The U.S. Congress is currently debating whether to build and operate a plutonium pit-production factory in South Carolina. It would be the country’s second; the first is in Los Alamos, New Mexico.

Since the end of the Cold War, the Los Alamos National Laboratory has been the sole U.S. center of expertise and producer of “pits,” the critical components at the core of U.S. nuclear warheads. However, production at Los Alamos was shut down in 2013 for safety reasons and is not expected to restart until 2023.

Meanwhile, the Trump administration’s 2018 Nuclear Posture Review requires that no fewer than 80 pits be produced per year by 2030 in order to be able to replace all the pits in U.S. nuclear weapons during the following decades.

The National Nuclear Security Administration (NNSA) has largely lost confidence that Los Alamos can reach this target and plans to divide the pit-production mission with a new facility at the Department of Energy’s Savannah River Site in South Carolina.

A paper written by Frank von Hippel, senior research physicist and professor of public and international affairs, emeritus, at Princeton University’s Woodrow Wilson School of Public and International Affairs argues that building of this new facility should be delayed for a decade or so. He bases this view on three points:

First, the Savannah River Site staff have no pit-production experience. They would need to be trained by Los Alamos staff, who have not yet demonstrated they can successfully manage production at their own site.

“NNSA’s rush forward may result in a debacle on top of a debacle,” von Hippel wrote. “If the experts at Los Alamos can’t manage pit production there, why does NNSA think that they can design and train the staff to operate a pit-production facility at the Savannah River Site? Los Alamos has struggled to produce a small number of pits, even though the lab has spent billions of dollars on pit-production efforts.”

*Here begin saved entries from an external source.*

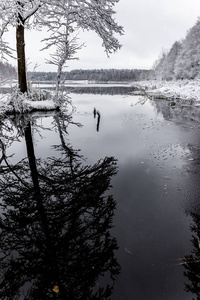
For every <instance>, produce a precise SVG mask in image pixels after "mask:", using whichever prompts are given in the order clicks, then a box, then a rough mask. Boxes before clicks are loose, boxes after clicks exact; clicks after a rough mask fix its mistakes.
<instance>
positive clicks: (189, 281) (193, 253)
mask: <svg viewBox="0 0 200 300" xmlns="http://www.w3.org/2000/svg"><path fill="white" fill-rule="evenodd" d="M191 217H192V219H193V224H192V225H191V226H190V228H191V231H192V232H193V235H192V245H193V250H192V252H191V254H189V255H186V256H185V257H184V258H183V266H184V268H185V272H184V275H185V276H186V277H187V278H188V283H186V284H185V289H186V291H187V292H191V293H193V294H194V295H195V298H192V299H200V211H199V213H192V214H191Z"/></svg>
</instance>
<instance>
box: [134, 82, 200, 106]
mask: <svg viewBox="0 0 200 300" xmlns="http://www.w3.org/2000/svg"><path fill="white" fill-rule="evenodd" d="M133 86H134V87H136V88H137V89H139V90H141V91H142V92H143V93H144V95H147V96H151V97H153V98H154V99H159V98H164V99H169V100H172V99H174V100H175V99H182V100H189V101H196V102H197V104H198V102H200V80H178V81H157V80H152V81H141V82H137V83H133Z"/></svg>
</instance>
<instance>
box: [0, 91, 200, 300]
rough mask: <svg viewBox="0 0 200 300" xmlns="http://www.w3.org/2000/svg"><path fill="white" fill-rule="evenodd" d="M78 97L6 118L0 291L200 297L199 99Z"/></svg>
mask: <svg viewBox="0 0 200 300" xmlns="http://www.w3.org/2000/svg"><path fill="white" fill-rule="evenodd" d="M71 98H72V102H73V105H74V106H75V107H76V110H75V111H73V112H72V113H71V109H69V112H66V113H65V114H64V115H62V114H60V113H56V112H54V113H48V114H44V113H42V114H39V113H36V114H33V115H31V116H27V117H25V118H23V119H22V118H14V117H11V118H9V119H7V120H1V169H0V175H1V180H0V185H1V186H0V188H1V192H0V197H1V199H2V201H1V212H2V213H1V215H2V220H1V224H0V227H1V237H0V242H1V253H2V254H1V256H0V257H1V263H0V264H1V265H0V267H1V276H0V299H51V298H52V299H54V298H56V299H113V300H132V299H134V300H146V299H148V300H149V299H151V300H160V299H168V300H173V299H174V300H175V299H176V300H189V299H192V297H194V299H199V298H198V297H199V295H200V289H199V284H200V279H199V271H200V267H199V266H200V262H199V260H200V251H199V247H200V246H199V245H200V240H199V238H200V232H199V230H200V223H199V222H200V205H199V203H200V202H199V201H200V199H199V198H200V197H199V192H200V185H199V179H200V178H199V169H200V140H199V130H200V119H199V113H200V111H199V108H198V107H195V106H194V105H189V106H187V105H186V104H184V105H182V104H181V103H177V104H176V105H175V106H174V105H173V106H171V105H170V102H168V101H164V100H156V101H153V100H151V101H150V100H147V101H144V99H142V98H141V97H139V96H131V95H128V94H127V93H125V92H124V91H123V94H119V93H114V94H113V93H112V95H109V94H108V93H106V94H105V93H101V94H98V93H97V94H93V93H91V91H90V93H83V94H75V93H72V94H71ZM94 108H96V112H97V114H96V116H95V118H94ZM27 153H28V157H29V159H27ZM110 184H111V185H112V187H111V186H110ZM186 261H188V262H189V263H185V264H183V263H184V262H186ZM186 289H187V290H188V291H186ZM9 297H10V298H9Z"/></svg>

Second, von Hippel questions the U.S.’s need to produce new pits at all. Some argue that older pits will cease being operable as the slow decay of plutonium changes a pit’s mechanical properties. However, experts at the Lawrence Livermore National Laboratory declared that the pits produced at Rocky Flats — a former pit-production plant in Colorado — will continue to be durable for at least 150 years.

“Within a decade, we should have a new lower limit on the functional lives of the legacy pits,” von Hippel said. “If they will indeed last for at least 150 years, as the Livermore experts concluded, then there will be no need for a large production facility to replace them anytime soon.”

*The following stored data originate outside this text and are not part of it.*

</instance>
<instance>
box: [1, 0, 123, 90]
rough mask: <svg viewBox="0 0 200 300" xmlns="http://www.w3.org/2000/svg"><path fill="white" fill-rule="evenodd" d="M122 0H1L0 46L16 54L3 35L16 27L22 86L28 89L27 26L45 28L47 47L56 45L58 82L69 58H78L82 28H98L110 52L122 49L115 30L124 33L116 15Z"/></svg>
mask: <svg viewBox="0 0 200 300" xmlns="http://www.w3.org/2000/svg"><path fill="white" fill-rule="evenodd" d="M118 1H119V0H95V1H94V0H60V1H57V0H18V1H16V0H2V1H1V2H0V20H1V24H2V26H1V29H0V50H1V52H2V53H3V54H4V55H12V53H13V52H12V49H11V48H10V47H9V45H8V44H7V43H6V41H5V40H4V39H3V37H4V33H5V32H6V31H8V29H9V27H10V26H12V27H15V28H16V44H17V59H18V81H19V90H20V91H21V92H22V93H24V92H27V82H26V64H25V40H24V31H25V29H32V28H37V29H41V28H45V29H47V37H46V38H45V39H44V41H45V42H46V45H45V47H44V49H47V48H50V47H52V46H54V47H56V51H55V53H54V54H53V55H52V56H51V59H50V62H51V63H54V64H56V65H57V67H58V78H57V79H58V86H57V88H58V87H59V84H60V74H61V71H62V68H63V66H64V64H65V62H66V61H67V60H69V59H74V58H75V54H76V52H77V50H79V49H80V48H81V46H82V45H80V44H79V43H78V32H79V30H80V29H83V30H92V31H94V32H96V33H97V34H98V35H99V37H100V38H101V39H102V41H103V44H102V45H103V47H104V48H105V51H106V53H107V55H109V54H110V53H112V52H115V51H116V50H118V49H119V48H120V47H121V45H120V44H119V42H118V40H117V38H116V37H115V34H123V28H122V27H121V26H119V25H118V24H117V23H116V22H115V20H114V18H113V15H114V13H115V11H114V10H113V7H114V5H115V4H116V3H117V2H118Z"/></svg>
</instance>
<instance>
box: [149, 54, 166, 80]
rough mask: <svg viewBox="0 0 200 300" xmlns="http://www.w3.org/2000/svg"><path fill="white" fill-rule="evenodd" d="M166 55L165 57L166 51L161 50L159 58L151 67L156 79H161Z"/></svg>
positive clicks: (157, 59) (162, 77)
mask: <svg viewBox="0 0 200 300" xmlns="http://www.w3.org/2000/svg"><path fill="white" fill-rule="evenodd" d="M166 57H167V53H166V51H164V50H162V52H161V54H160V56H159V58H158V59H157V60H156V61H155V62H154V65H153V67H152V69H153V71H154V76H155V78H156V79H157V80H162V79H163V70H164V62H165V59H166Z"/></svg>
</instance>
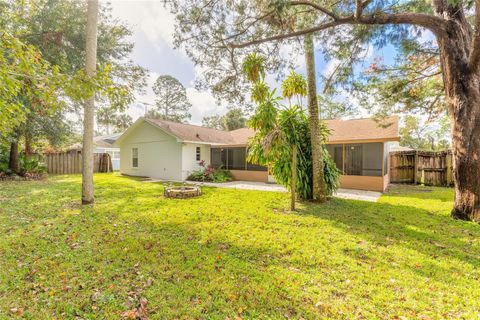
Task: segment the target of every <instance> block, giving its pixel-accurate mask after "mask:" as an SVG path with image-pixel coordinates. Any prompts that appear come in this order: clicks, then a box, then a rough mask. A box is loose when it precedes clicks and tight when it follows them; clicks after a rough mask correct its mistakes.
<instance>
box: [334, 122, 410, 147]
mask: <svg viewBox="0 0 480 320" xmlns="http://www.w3.org/2000/svg"><path fill="white" fill-rule="evenodd" d="M325 124H326V125H327V127H328V128H329V129H330V130H331V133H330V136H329V137H328V142H330V143H332V142H347V141H352V142H354V141H365V140H383V141H398V140H400V135H399V133H398V117H397V116H393V117H388V118H385V119H382V120H379V121H375V120H374V119H372V118H364V119H352V120H342V119H334V120H325Z"/></svg>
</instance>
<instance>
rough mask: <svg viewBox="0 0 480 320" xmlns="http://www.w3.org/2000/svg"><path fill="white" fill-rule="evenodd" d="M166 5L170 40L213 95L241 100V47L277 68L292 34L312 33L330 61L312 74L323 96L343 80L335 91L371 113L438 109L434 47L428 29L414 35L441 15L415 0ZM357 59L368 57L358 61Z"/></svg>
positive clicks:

Third, NNSA is advocating for the production of more pits in order to construct two new nuclear warheads — the W87-1 and the W93. This is problematic on three fronts, von Hippel said.

One, the plan to replace aging W78 warheads on the U.S. Minuteman III intercontinental ballistic missile requires either W87-0s or the proposed new W87-1s. Given that there are enough stored W-87-0s and the two are almost identical, it is unnecessary to manufacture new ones.

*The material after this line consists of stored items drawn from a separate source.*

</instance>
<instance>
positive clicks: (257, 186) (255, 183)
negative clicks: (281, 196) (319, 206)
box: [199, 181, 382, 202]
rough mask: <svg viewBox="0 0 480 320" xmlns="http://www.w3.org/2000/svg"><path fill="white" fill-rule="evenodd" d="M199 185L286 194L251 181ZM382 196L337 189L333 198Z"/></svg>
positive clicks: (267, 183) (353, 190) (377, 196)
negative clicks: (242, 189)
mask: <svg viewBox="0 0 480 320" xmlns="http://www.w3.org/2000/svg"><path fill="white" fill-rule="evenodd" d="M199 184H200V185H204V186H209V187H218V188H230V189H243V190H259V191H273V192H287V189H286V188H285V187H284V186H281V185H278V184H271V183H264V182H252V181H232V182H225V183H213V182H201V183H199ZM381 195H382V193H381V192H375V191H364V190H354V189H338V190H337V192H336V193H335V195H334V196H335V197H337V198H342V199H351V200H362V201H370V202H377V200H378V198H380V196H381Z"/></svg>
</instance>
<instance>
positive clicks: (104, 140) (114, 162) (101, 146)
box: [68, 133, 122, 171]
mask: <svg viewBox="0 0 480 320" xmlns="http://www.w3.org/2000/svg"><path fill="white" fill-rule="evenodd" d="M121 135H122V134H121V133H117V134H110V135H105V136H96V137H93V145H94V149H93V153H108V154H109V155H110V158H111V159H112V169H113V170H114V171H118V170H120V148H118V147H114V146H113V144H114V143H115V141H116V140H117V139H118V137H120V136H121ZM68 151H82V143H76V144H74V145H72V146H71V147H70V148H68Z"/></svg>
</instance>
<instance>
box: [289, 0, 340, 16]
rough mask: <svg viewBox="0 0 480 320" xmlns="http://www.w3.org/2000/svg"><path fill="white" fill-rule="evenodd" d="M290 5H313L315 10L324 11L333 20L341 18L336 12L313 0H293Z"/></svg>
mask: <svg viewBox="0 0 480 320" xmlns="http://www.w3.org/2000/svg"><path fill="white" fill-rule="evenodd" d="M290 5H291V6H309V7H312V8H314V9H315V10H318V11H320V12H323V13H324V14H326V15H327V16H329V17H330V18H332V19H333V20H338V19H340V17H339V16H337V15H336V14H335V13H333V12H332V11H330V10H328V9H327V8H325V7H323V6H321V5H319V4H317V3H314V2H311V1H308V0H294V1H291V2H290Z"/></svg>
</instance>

Two, there are strong arms control arguments to retire the Minuteman III’s without replacement given that they are vulnerable and therefore in a dangerous launch-on-warning posture while ballistic missiles on U.S. submarines are invulnerable.

Three, NNSA proposes to replace the warheads on U.S. ballistic missile submarines — the most numerous warheads in U.S. operational stock — with new W93 warheads that contain “insensitive” high explosives to reduce the probability of a plutonium contamination accident. However, without changes in the sensitive propellant in the missile’s third stage — which the Navy has refused to make — changing the warheads would not significantly reduce the hazard.

Decisions concerning the construction of a pit-production facility at the Savannah River site are still up in the air, but von Hippel’s stance is clear.

“We can wait for another decade before we decide on whether the United States requires two pit production facilities,” von Hippel said. “Indeed, we can wait for another decade before we decide on whether we need any new pits at all.”